Opinion
Unpublished Opinion No. 2011-UP-473
10-26-2011
Paul B. Ferrara, III, and George J. Morris, both of North Charleston, for Appellant. Leonard R. Jordan, Jr., of Columbia, for Respondents.
THIS OPINION HAS NO PRECEDENTIAL VALUE. IT SHOULD NOT BE CITED OR RELIED ON AS PRECEDENT IN ANY PROCEEDING EXCEPT AS PROVIDED BY RULE 268(d)(2), SCACR.
Appeal From Dorchester County
Patrick R. Watts, Master-in-Equity
REVERSED AND REMANDED
Paul B. Ferrara, III, and George J. Morris, both of North Charleston, for Appellant.
Leonard R. Jordan, Jr., of Columbia, for Respondents.

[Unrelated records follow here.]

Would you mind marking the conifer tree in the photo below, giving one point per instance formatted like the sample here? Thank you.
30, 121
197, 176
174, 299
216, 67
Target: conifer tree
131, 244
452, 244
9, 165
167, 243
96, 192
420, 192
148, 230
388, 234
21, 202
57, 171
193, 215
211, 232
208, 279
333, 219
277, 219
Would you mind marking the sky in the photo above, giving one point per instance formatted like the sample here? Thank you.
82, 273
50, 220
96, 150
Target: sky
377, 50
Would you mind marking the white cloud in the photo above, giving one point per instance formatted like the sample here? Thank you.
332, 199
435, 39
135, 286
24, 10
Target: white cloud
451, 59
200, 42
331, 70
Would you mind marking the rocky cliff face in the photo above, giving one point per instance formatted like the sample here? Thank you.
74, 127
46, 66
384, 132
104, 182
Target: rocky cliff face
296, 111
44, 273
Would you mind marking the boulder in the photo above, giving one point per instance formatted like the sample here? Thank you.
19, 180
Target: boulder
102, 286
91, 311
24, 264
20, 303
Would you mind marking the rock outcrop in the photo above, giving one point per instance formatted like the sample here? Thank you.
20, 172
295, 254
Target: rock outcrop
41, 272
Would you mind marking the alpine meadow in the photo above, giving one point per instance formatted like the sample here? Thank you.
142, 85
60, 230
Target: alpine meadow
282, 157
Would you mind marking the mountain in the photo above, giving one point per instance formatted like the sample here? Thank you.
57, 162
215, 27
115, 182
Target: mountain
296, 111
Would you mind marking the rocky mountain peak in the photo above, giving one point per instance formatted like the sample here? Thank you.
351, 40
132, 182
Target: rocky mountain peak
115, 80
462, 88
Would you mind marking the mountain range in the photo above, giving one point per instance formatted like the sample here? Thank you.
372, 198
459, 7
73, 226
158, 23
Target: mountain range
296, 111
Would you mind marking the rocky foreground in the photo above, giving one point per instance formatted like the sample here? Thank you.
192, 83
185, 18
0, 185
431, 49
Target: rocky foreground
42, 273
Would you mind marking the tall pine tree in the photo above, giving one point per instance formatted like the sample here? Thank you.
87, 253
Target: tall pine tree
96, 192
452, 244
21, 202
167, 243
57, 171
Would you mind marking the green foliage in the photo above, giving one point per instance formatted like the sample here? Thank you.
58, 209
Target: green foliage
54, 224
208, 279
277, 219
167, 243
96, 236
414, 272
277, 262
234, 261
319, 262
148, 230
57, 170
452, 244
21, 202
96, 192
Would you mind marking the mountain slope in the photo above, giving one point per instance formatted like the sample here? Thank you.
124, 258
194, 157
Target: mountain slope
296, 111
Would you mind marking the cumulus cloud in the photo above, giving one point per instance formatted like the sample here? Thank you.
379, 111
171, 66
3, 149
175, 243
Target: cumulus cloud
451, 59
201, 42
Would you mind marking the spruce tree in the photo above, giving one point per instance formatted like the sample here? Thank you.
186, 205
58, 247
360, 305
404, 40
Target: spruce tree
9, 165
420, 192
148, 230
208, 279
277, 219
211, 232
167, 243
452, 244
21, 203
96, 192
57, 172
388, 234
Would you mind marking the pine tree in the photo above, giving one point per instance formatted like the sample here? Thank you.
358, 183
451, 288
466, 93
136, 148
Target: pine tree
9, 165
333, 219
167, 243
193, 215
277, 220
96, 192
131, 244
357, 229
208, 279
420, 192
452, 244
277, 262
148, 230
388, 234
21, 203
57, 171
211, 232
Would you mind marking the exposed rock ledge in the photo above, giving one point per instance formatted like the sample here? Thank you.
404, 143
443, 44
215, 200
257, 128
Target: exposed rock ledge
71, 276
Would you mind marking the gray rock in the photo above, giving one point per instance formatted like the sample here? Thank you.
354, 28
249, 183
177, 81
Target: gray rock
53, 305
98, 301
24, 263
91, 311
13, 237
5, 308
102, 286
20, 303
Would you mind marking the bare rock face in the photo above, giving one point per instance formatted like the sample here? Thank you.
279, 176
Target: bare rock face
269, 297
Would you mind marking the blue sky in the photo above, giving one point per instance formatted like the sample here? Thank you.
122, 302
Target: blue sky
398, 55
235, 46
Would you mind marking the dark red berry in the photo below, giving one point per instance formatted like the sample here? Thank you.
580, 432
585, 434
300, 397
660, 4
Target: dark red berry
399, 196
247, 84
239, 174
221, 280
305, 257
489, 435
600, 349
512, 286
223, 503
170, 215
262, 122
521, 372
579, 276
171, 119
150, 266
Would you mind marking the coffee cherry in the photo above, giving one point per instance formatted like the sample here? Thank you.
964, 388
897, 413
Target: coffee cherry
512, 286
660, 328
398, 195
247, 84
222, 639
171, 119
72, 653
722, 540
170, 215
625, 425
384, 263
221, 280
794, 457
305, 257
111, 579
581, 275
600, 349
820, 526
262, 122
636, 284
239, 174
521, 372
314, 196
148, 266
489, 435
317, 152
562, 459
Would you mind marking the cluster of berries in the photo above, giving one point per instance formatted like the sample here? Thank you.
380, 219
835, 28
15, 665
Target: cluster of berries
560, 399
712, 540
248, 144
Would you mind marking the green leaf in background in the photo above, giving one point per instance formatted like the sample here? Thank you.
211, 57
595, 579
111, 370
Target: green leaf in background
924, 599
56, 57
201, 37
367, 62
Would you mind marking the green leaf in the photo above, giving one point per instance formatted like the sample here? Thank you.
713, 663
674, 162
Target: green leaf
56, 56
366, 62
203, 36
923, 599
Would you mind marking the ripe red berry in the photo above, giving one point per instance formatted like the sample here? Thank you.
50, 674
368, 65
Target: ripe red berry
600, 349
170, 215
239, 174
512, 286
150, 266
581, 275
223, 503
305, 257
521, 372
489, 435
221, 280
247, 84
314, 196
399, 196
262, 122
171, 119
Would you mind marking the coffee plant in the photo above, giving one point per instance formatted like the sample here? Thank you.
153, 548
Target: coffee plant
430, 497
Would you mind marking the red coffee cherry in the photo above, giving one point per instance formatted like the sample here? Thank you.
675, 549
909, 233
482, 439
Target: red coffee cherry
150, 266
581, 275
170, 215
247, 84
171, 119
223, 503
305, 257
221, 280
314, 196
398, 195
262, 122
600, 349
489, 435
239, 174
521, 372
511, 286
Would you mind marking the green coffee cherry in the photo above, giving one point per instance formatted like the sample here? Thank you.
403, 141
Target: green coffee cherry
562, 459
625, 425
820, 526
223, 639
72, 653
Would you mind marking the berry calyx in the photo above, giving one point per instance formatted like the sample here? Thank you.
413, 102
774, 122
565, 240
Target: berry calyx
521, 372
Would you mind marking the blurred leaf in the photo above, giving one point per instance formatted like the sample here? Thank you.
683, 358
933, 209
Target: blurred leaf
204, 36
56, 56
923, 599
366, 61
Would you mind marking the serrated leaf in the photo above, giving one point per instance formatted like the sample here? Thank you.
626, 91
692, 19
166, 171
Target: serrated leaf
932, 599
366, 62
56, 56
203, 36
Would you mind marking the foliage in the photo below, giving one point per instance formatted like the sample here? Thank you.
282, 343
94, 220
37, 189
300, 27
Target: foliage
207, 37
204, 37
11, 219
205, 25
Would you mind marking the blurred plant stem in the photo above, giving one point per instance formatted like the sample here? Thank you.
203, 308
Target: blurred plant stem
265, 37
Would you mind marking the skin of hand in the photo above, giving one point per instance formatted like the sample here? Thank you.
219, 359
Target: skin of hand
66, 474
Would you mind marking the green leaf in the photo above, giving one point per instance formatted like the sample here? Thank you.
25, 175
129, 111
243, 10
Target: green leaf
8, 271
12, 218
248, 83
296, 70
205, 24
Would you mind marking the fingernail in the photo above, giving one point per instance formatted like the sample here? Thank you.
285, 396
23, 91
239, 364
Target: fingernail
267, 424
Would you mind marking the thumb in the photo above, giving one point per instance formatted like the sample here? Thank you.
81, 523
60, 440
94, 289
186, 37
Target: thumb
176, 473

PER CURIAM : Stephen Platt appeals the master in equity's order granting summary judgment to James and Louise Sessions on their claims that Platt trespassed on their land and that Platt's conduct on their land and on adjacent land created a nuisance. We find there are questions of fact as to whether, and to what extent, Platt had a right to use the Sessions' land and as to whether Platt's use of the Sessions' land and adjacent land was unreasonable. See Hill v. Carolina Power & Light Co., 204 S.C. 83, 96, 28 S.E.2d 545, 549 (1943) (stating the holder of an easement has the right to use the easement in a manner that is "reasonably necessary and convenient and as little burdensome to the servient estate as possible for the use contemplated"); Ravan v. Greenville Cnty., 315 S.C. 447, 464, 434 S.E.2d 296, 307 (Ct. App. 1993) (stating in private nuisance claims, "reasonableness is ordinarily a question of fact"); Alston v. Blue Ridge Transfer Co., 308 S.C. 292, 294, 417 S.E.2d 631, 632 (Ct. App. 1992) ("[S]ummary judgment is inappropriate if the facts are conflicting or the inferences to be drawn from the facts are doubtful."); Lee v. Kelley, 298 S.C. 155, 158, 378 S.E.2d 616, 617 (Ct. App. 1989) ("Summary judgment is inappropriate when further development of the facts is desirable to clarify the application of the law."). Accordingly, we reverse the master's order and remand.
REVERSED AND REMANDED.
FEW, C.J., and THOMAS and KONDUROS, JJ., concur.